Por sua vez, a autora impugnou a existência dos alegados defeitos, tanto mais que nunca lhe foi enviado qualquer documento que atestasse o facto do veículo não ter sido certificado, tendo o mesmo sido carroçado de acordo com as indicações prestadas pela ré.

Ora, em face da matéria provada encontra-se assente o incumprimento por parte da ré, já que esta não pagou o preço relativo ao carroçamento do autocarro referido em C). Sucede que a ré se defendeu com uma causa de exclusão da ilicitude civil, representada pela excepção de não cumprimento do contrato. Citando Antunes Varela "tal como no domínio do ilícito extracontratual, também aqui o não cumprimento da obrigação pode constituir um acto lícito sempre que proceda do exercício de um direito ou do cumprimento de um dever (...) Entre os casos de não cumprimento da obrigação, legitimado pelo exercício de um direito, destaca-se a excepção de não cumprimento do contrato" (Das Obrigações em geral, 2º volume, 5ª ed., pág. 93).

O regime jurídico especial da empreitada não afasta a aplicabilidade do instituto da excepção de não cumprimento do contrato, sendo este um instituto geral das obrigações e do negócio jurídico em geral aplicável a todos os contratos (cfr.
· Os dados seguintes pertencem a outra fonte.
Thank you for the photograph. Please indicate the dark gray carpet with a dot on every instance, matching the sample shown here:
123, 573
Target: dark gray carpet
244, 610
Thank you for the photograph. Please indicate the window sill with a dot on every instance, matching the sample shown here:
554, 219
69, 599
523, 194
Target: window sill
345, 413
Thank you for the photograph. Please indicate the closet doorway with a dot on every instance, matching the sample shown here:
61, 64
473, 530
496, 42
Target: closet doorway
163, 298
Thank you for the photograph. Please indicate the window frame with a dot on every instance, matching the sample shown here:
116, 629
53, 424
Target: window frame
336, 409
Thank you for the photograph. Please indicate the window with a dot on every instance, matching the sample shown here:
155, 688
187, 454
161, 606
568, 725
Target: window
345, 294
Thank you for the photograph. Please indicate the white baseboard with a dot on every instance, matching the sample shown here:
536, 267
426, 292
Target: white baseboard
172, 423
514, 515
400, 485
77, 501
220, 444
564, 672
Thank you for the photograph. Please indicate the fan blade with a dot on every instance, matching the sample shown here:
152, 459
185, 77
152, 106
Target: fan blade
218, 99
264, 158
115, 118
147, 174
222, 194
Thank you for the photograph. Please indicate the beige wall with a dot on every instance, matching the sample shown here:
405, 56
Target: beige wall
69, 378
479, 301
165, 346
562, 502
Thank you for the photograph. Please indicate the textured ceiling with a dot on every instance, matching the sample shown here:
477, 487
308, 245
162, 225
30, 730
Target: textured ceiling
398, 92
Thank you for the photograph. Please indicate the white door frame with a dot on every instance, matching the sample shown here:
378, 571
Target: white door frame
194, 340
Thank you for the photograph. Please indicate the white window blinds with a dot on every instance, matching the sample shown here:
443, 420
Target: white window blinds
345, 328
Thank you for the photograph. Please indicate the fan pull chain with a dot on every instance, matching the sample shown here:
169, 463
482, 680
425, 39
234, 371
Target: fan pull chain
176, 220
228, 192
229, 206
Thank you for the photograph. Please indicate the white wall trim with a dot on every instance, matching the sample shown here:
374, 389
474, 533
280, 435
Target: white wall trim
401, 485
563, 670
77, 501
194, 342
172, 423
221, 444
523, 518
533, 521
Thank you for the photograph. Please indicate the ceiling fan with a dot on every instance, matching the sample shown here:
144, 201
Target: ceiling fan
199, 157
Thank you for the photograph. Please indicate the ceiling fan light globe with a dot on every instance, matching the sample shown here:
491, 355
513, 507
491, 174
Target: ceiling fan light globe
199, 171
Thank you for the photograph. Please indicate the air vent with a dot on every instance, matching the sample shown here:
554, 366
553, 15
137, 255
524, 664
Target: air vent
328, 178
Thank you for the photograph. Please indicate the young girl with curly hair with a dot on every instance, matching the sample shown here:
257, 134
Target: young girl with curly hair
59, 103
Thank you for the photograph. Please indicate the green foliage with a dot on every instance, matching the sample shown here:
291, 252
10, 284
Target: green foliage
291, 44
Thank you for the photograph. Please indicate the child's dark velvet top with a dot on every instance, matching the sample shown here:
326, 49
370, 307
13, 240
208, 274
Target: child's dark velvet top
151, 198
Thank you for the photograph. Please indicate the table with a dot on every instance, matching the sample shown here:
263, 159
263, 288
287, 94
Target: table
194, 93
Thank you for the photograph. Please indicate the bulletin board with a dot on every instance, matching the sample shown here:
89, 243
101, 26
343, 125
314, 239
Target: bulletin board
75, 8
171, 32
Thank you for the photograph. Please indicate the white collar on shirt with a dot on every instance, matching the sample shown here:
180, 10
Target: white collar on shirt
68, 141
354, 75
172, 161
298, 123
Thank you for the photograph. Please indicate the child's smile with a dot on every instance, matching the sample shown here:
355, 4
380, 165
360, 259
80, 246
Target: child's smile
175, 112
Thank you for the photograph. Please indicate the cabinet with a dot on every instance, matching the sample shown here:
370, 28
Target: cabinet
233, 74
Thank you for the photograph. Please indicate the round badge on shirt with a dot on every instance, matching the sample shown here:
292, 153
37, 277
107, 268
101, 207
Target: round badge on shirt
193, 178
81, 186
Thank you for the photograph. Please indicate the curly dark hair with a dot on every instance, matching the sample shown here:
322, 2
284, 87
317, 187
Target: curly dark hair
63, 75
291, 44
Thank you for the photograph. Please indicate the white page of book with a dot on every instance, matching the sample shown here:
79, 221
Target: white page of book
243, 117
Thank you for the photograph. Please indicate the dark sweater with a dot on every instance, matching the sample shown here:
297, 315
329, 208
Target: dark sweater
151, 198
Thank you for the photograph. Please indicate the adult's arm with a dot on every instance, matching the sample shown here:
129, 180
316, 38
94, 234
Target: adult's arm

Prof. Vaz Serra, in “BMJ 67, pág. 26 e RLJ ano 105, pág. 287”). Logo, o dono da obra, face ao cumprimento defeituoso pelo empreiteiro, pode recusar o pagamento do preço, enquanto não forem eliminados os defeitos (cfr. ac. RP de 4/11/91, in CJ ano XVI, T.V - 179, ac. RE de 26/9/95, CJ ano XX, T.IV – 269 e ac. RC de 6.12.2005, in www.dgsi.pt).

Importa, no entanto, considerar que a ré não se defendeu com o incumprimento do contrato tout court, mas sim com o cumprimento defeituoso daquele por parte da autora. Assim sendo, há que averiguar se o cumprimento defeituoso também pode servir de fundamento à defesa por excepção prevista no art.º 428º e ss. do Cód. Civil.

Afigura-se-nos que, desde que a invocação da exceptio fundada no cumprimento defeituoso não ofenda o princípio da boa fé, subjacente a todo o Direito Obrigacional, ela é perfeitamente legítima. Não se compreende que face à regra vertida no art.º 406º do Cód. Civil, o credor houvesse de aceitar uma prestação defeituosamente cumprida, onerando o seu património com uma prestação regularmente cumprida. Vai neste sentido a orientação da melhor Doutrina e a Jurisprudência dos Tribunais Superiores (Parecer de Antunes Varela, C.J., 1987, 4º, pág. 21, ac. R.E., 26/9/85, C.J., 1985, 4º, pág. 269). A excepção toma nestes casos a designação de exceptio non rite adimpleti contractus (Ac. S.T.J. 9/12/82, B.M.J., n.º 322, pág. 321).

Caberá no caso à ré, de acordo com os princípios gerais de repartição do ónus da prova, provar a existência dos defeitos, devolvendo-se então à autora o ónus da prova da inexistência de culpa da sua parte na verificação do defeito, culpa essa que se presume de acordo com as regras da responsabilidade contratual.

Provou-se que a execução do carroçamento do autocarro referido em C) não foi efectuada em obediência às regras que tinha que cumprir, razão pela qual não obteve a certificação. Nessa medida, o modo como foi executado tal carroçamento apresenta desconformidades ou vícios, sendo irrelevante que a autora já tivesse construído de forma idêntica outros autocarros, na medida em que se verifica um cumprimento defeituoso da prestação, que foi comunicado e aceite pela autora (cfr. ponto 22. e 23. da matéria de facto provada). Também não se assume qualquer relevância o facto de não ter sido enviado um documento que atestasse a não certificação do autocarro, já que os vícios existiam e foram reconhecidos pela autora que nunca antes tinha exigido tal documento. De todo o modo, a ré não alega factos dos quais se possa aferir pela relevância dos vícios, pois muito embora se saiba que foram impeditivos da obtenção da certificação no Reino Unido, desconhece-se a quanto ascendia a sua reparação, a facilidade ou dificuldade com que a mesma poderia ser executada.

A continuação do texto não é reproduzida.